About Me:  Hello and welcome! I'm a retired professional landscape/nature photographer and bush pilot, now located in Southern Ontario, Canada. As a photographer, my work has appeared in books, calendars and magazines of National Geographic, Carlton Cards, Key Porter Books, Nature Canada, Ontario Nature, Equinox, Harrowsmith and numerous other well known publications. Additionally, while as a member of a national image stock bank, my photographs have appeared in publications around the world. In 2017, I made the move from photography to digital painting, compositing and illustrations in order to expand my horizons and talents. In 2004 when I migrated from film photography to digital, I learned the ins and outs of Adobe Photoshop for purposes of digital image editing, and have been using it extensively ever since to do digital photo processing, compositing and digital painting.

A Note About Digital Art
Digital painting started as an offshoot of traditional drawing and painting, often used in concept art, manga, etc., but now has become a discipline in its own right. Instead of a set of brushes and paints, we use a stylus and a tablet, and 'push pixels' as rendered by software to draw out our creative works. Tablets range from small pen tablets to pen displays or self-contained graphics computers. With pen tablets, one draws with the stylus on the tablet and watches a computer monitor to see what is actually being created. With the pen display, the art is displayed on the tablet's screen and the artist draws directly on that. The graphics computer is much like the pen display, but also contains the computer as part of the unit. The biggest advantage to the latter two is that it's very much like drawing or painting on a traditional canvas, but without the mess. The software provides the brushes (strokes), paints (colours), and a host of ancillary but very important tools such as the ability to select and move objects after the fact, the ability to change or undo previous attempts at drawing/painting without having to start over from scratch, warping, shaping and bending parts of the image, as well as many, many more functions you don't have with traditional painting. I have heard some suggest that this form of painting is 'cheating' and not 'real art'. I couldn't disagree more. It is simply a different medium. Just as one has a host of skills to learn when working with traditional media, the digital artist also has many skills to learn in order to master her/his tools and craft. They are just different to that of the traditional media artist, but equally as demanding. Fortunately as digital painting becomes more common and used in more applications, it is becoming a more accepted form of art. Most film studios employ digital graphic artists now as opposed to traditional media artists.

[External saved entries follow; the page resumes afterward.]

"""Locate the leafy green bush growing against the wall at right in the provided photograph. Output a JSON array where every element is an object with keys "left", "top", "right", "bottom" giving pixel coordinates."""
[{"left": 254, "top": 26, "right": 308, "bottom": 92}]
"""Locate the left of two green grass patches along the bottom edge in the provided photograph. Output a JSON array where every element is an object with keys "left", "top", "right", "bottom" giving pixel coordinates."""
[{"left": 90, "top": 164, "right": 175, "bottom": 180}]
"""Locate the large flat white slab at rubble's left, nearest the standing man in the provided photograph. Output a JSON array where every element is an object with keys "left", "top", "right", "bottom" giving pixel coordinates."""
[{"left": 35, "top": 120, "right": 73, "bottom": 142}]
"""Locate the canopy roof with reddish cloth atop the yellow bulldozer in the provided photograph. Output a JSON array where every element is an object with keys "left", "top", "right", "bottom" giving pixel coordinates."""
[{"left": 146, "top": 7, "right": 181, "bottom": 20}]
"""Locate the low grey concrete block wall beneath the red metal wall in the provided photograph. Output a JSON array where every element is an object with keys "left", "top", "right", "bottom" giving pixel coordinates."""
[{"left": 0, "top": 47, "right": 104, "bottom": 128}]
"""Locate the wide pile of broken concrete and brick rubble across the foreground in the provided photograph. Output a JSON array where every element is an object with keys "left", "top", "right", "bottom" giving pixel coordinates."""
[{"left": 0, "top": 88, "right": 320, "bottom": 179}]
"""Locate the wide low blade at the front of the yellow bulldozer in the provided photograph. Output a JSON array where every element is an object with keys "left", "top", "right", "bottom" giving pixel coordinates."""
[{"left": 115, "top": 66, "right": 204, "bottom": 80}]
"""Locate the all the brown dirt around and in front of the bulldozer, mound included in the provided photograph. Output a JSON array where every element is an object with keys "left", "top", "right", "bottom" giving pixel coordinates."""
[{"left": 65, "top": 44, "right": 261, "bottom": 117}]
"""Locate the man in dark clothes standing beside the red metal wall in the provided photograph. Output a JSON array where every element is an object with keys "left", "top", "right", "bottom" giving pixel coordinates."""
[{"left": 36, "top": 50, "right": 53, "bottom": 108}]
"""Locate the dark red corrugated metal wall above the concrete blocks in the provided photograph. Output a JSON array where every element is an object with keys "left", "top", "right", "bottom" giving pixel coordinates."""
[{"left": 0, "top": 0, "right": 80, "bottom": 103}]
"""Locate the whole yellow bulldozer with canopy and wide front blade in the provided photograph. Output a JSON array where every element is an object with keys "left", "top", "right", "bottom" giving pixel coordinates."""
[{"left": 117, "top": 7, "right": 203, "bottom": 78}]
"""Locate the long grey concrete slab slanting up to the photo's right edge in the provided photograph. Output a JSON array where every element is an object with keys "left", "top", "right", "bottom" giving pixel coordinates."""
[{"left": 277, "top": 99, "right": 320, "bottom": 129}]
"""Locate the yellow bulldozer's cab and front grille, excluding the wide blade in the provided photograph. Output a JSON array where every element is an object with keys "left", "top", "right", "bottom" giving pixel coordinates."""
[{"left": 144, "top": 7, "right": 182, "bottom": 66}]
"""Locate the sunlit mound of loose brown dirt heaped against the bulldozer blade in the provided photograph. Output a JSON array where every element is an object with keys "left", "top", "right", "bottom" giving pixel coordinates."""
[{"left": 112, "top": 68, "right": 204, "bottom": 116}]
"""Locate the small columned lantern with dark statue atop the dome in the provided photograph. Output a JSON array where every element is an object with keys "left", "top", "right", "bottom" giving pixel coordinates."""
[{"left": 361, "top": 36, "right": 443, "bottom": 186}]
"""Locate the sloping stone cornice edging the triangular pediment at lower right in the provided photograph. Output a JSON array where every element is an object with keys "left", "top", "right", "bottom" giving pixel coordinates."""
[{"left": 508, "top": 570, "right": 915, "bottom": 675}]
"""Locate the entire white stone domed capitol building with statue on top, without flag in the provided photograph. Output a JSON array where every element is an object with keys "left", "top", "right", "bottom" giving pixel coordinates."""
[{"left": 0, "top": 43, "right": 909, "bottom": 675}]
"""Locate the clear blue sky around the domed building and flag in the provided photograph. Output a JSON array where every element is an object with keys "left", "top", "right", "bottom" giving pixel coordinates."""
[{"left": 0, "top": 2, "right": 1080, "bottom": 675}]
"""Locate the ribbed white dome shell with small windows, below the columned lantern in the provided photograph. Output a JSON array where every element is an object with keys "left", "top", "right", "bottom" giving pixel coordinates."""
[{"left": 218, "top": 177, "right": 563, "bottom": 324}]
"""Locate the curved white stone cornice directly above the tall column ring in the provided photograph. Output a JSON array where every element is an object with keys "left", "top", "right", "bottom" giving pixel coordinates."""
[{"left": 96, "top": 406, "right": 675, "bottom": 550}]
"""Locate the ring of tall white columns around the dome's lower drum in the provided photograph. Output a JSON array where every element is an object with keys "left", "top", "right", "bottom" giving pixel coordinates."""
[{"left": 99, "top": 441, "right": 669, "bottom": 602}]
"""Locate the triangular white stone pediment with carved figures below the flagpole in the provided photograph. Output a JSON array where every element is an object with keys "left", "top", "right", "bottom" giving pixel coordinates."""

The software I use is Adobe Photoshop and Adobe Illustrator. Photoshop is probably the foremost application for digital painting and is considered the industry standard, although competitors are catching up. I use Illustrator to 'manufacture' human-made designs, especially the more intricate pieces. Illustrator is better suited to making precise objects in my opinion. My hardware consists of the Apple Studio, a BenQ 22" HD display and (most importantly) the Wacom Cintiq 24 Pro Pen Display tablet. I also employ a Wacom Intuos Pro Medium tablet as the need arises.